In an educational context, the opportunity for students afforded by the use of the manifesto format is to depart, if only briefly, from the ‘industrial imperative’ (Petrie and Stoneman, Educating Film-makers, 2014: 42) that is commonplace on most film and media production undergraduate degrees, and in many film schools too. Here in the realm of the manifesto, film is reclaimed as an art form, a medium of ideas, politics and ideology. And this is where it is at its most powerful. This power is especially seen in attempting to unite diverse students in a common practice, a regular difficulty encountered by staff teaching group-based creative disciplines like filmmaking. If students are thinking bigger than the film itself, beyond just the making of “content” and instead towards what that film or the story told might enable in others, then it becomes easier to bring together disparate students.
Contrary to a discourse which claims DOGME ’95 as the only filmmaking manifesto of note, there is in fact a rich history of filmmakers and collectives who have utilised the format. Introducing his seven-hundred-page tome Film Manifestos and Global Cinema Cultures, Mackenzie claims that film ‘manifestos were most often texts of the moment. Intrinsically tied not only to the cinema, but the immediate world surrounding the authors’ (2015: 9).
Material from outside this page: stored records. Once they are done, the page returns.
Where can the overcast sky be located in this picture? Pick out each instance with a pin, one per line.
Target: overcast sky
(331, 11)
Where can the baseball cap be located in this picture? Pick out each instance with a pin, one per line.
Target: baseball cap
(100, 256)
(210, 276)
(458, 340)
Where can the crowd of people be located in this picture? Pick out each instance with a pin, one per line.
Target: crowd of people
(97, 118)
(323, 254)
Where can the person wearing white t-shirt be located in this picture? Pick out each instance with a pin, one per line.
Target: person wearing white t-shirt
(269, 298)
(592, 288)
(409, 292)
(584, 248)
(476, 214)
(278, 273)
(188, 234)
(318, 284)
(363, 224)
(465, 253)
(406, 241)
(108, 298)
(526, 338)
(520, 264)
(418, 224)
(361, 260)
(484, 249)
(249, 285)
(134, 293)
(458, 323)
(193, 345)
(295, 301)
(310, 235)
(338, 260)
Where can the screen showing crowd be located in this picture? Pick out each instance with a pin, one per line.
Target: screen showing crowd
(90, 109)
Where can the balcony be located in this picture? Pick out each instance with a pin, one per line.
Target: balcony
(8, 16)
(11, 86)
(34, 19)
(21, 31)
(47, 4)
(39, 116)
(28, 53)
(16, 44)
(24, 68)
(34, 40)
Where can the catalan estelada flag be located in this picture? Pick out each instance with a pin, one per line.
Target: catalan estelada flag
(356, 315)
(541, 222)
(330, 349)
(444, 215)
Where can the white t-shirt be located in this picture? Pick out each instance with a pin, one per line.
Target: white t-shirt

The manifesto is enjoying a renaissance, not least as a suggested educational activity by The Precarious Workers Brigade in their publication Training for Exploitation (2017) where, like Mackenzie above, they see the composition of a manifesto as an essential tool in engaging creative practitioners with issues in the wider working world. In the clip here (watch until about 01:28:22), from the film Manifesto (Rosefeldt, 2015) we find Cate Blanchett playing a school teacher, and the dialogue is a reminder that filmmaking has always been a part of the art manifesto discourse. Piecing together lines from Jim Jarmusch, Werner Herzog and, of course, DOGME ’95. Eschewing the adage that one should “steal like an artist”, Blanchett challenges her class, via Jarmusch: “Nothing is original. Steal from anywhere that resonates with inspiration or fuels your imagination.” In this context, there is critical work going on to engage the filmic medium with its radical and artistic traditions, and nowhere is the work more important than in a film school education where students have the time, space and resources to engage with these bigger ideas.